Quando u nirbuso acchiana assai a timpulata si trasforma in timpulune che si differenzia dalla prima per l’accompagnamento della mano sul viso, con il chiaro intento di far cadere a terra il malcapitato.




A masciddata: non ha un’ eccezzione per forza negativa, anzi spesso viene usata come una sorta di compiacimento o approvazione verso qualosa che, in teoria, non dovrebbe essere fatta ma che si reputa "coinna rura".

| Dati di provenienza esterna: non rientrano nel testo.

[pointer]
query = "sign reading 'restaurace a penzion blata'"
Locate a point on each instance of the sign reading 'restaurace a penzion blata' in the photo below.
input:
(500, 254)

U picciriddu si sciarrò con un coetaneo senza portare vastunate a casa? Una leggera masciddata dimostra il compiacimento del genitore masculo per il figlo che ha saputo difendersi, anche se la disapprovazione viene comunque esternata, «T’addifinnisti! Bravo! Però un si fanno ste cose, va bene u papà?».
Il movimento della masciddata implica una posizione della mano leggermente ruotata con un movimento dal basso verso l’alto andando a prendere la mascella, per l’appunto, nella maggior parte della sua estensione. Chiaramente la masciddata, in contesti più sciarrettieri, se assestata bene fa veramente male.

L’argiata: come dice il nome stesso questo tipo di schiaffo piglia le cosidette argie, una zona del viso compresa tra il collo e la mandibola. Data con la mano estesa e dita chiuse, appesso viene usata accompagnandola con l’ esclamazione «ni argie!», riferendosi ad una non precisata patologia che dovrebbe colpire le corde vocali.
Può avere una doppia valenza, bonaria in un contesto amichevole, spesso per far capire a qualcuno che sta facendo troppa vucciria, oppure come malaugurio per qualcuno che parla assai.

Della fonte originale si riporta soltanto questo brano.